For the full argument, read the founding document. This page stays on method. Founding document →
I do not claim to predict events. I claim to identify the constraints that make some outcomes far more probable than others.
Postulates vs universal truths
We describe how systems tend to behave under stated conditions. When a postulate fails in the field, we document the falsifier and tighten the scope. We do not defend dogma.
Constraints vs event predictions
Law 15 is the spine: understand the system well enough to name probable outcomes — not a calendar of press releases from the future. Investors can use that. Prophets get embarrassed.
Descriptive vs normative layers
The 16 postulates describe how economic systems behave. The 7 Laws on /about prescribe how to build a healthy enterprise. Law 16 links both. Mixing them without naming the difference collapses back into opinion.
Falsifiability protocol
Each law page carries signals and kill-switches. A postulate without a falsifier is a story. Stories belong to Level 1. Laws need a way to die.
- Define scope (civilization → individual).
- List measurable signals an operator can track.
- State what observation would kill the postulate.
- Link Level 1 observations as empirical anchors.
- Use the result for a decision — or revise the postulate.
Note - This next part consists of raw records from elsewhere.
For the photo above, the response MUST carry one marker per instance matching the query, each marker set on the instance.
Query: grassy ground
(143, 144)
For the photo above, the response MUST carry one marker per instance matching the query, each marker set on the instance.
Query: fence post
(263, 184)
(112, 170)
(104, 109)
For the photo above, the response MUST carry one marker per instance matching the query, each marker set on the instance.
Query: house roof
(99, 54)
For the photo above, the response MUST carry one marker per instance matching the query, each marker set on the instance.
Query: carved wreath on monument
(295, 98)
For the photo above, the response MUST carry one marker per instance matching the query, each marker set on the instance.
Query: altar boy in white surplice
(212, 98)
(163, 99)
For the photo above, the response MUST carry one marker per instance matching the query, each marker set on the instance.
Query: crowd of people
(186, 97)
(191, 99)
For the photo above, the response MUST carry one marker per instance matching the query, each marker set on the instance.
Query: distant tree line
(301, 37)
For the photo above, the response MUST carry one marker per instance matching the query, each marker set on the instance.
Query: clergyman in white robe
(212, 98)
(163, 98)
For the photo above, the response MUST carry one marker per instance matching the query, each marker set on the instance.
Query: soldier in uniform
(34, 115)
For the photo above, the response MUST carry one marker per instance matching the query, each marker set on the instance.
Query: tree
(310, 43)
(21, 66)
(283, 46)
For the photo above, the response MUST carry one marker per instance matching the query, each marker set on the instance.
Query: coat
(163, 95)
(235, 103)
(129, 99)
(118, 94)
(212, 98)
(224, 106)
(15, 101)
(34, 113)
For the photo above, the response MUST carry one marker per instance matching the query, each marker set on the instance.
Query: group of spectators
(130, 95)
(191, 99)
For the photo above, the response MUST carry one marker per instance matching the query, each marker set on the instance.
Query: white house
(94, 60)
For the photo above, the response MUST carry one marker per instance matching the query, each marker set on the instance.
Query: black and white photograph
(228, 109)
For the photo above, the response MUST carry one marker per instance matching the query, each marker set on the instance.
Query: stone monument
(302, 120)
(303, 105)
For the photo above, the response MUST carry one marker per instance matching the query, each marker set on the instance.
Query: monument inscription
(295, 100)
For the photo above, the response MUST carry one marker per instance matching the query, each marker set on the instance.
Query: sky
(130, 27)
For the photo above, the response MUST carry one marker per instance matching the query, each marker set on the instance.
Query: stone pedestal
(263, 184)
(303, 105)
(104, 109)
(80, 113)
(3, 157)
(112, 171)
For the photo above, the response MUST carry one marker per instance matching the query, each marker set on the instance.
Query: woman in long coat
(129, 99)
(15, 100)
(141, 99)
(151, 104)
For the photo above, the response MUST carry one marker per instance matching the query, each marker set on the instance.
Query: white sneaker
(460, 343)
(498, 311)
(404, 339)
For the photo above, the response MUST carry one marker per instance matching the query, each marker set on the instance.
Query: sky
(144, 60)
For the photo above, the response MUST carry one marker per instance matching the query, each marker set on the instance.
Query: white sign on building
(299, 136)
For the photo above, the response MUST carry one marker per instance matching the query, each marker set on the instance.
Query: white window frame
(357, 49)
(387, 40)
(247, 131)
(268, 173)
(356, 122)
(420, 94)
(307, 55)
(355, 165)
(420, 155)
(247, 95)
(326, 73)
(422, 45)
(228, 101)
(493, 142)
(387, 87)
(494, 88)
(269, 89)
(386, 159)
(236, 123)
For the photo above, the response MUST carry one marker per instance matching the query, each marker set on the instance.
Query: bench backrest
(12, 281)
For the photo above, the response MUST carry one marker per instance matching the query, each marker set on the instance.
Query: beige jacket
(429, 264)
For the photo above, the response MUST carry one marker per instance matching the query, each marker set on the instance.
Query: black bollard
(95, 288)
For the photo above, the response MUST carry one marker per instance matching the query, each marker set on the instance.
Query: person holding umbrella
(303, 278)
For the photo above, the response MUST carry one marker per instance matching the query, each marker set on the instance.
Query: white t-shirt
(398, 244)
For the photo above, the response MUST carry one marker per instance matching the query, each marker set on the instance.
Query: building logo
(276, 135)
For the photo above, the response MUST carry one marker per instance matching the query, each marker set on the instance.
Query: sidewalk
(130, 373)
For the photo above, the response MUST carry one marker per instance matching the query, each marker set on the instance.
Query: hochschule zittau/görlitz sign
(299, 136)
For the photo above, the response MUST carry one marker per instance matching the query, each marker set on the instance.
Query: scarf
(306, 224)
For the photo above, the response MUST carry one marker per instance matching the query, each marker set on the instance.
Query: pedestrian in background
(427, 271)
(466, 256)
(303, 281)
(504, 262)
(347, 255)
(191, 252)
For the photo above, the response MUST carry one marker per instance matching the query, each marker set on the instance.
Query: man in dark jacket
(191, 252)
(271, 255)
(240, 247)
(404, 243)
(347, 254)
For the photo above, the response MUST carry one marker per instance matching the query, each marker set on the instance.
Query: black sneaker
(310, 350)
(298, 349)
Worked example — Law of Survival on a PME cohort
1. Hypothesis
Companies do not die because a technology appears. They die when their system stops functioning. AI can be the trigger. It is not the cause.
2. Cohort
Take 200 French SMEs (€2–20M revenue) that bought an “AI transformation” package in the last 24 months. Split by founder-absence test pass/fail and Sellability Index band.
3. Metric
Primary: 12-month survival of core operating metrics without founder heroics. Secondary: transferability score delta. Not “AI seats deployed.”
4. Falsifier
If high-dependency firms systematically outperform low-dependency firms after the same AI stack, the survival law is wrong for this scope — or the stack is not what we think.
5. Decision
Capital: fund system capital before automation spend. Operators: refuse AI projects that skip process and delegation. If falsifier hits, rewrite the law — do not defend the deck.
Present — Past — Future
Editorial method used across insights. It keeps noise (Level 1 chatter) from pretending to be law.
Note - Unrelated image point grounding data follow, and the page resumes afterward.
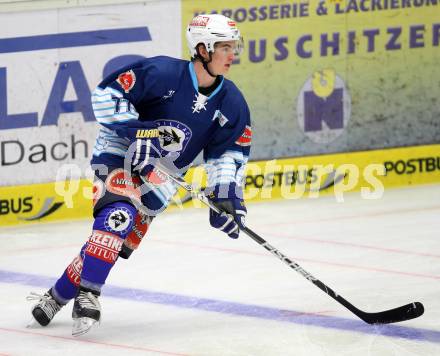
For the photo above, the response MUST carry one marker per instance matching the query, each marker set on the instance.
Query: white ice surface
(378, 254)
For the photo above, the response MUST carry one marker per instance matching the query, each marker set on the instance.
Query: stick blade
(405, 312)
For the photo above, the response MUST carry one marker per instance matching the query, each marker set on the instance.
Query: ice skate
(86, 312)
(45, 309)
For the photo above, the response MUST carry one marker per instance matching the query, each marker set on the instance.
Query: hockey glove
(145, 145)
(229, 200)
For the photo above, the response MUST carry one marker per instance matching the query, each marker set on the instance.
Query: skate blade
(82, 326)
(33, 323)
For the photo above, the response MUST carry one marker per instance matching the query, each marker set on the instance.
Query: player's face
(223, 56)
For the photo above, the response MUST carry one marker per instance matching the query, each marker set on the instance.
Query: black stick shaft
(405, 312)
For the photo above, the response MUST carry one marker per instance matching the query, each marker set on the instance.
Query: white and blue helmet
(210, 29)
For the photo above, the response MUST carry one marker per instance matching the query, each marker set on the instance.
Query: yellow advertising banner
(328, 76)
(367, 173)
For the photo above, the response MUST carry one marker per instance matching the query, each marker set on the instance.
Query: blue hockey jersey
(165, 90)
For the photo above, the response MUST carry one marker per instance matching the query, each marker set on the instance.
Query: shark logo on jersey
(173, 135)
(118, 220)
(199, 103)
(169, 95)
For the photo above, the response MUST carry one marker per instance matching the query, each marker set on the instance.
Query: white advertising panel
(50, 61)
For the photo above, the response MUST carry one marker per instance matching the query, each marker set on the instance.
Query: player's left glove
(229, 199)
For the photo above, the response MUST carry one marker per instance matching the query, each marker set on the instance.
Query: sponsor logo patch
(118, 220)
(138, 231)
(127, 80)
(74, 270)
(104, 246)
(246, 137)
(173, 135)
(222, 119)
(150, 133)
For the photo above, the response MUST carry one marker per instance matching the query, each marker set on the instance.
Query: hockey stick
(405, 312)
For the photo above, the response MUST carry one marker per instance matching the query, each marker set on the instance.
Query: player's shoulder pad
(165, 67)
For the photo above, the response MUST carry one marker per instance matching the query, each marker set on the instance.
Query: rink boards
(367, 173)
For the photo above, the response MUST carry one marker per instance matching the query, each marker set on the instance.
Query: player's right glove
(229, 200)
(145, 145)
THE PRESENT — what is actually happening on the board right now. Numbers, constraints, games being played.
THE PAST — the structure that produced this present. Cycles, selection, persistence. Not nostalgia.
THE FUTURE — probable outcomes under constraints. Not dated prophecies. Direction and types of winners.
Three corpora compared
| Aspect | 16 Postulates | 7 Normative Laws | Observations |
|---|---|---|---|
| Nature | Descriptive — how systems behave | Normative — how to build a healthy system | Empirical — field evidence |
| Level | Macro / meso / systemic dynamics | Micro / enterprise / autonomy | Concrete cases |
| Status | Testable postulates | Construction principles | Facts and analysis |
| Test | Falsifiable on cohorts, markets, cycles | Testable via BE Fit / autonomy metrics | — |
Normative laws live on /about. Law 16 links both layers. Measure health on the operational framework. Country proxies: System Index (illustrative while the pipeline expands).
Test protocol
- Identify which postulate applies to your decision context.
- Check signals — do they line up with the mechanism?
- Hunt falsifier conditions before committing capital.
- Cross-check Level 1 observations for empirical grounding.
- Decide — or revise the postulate. No theatre.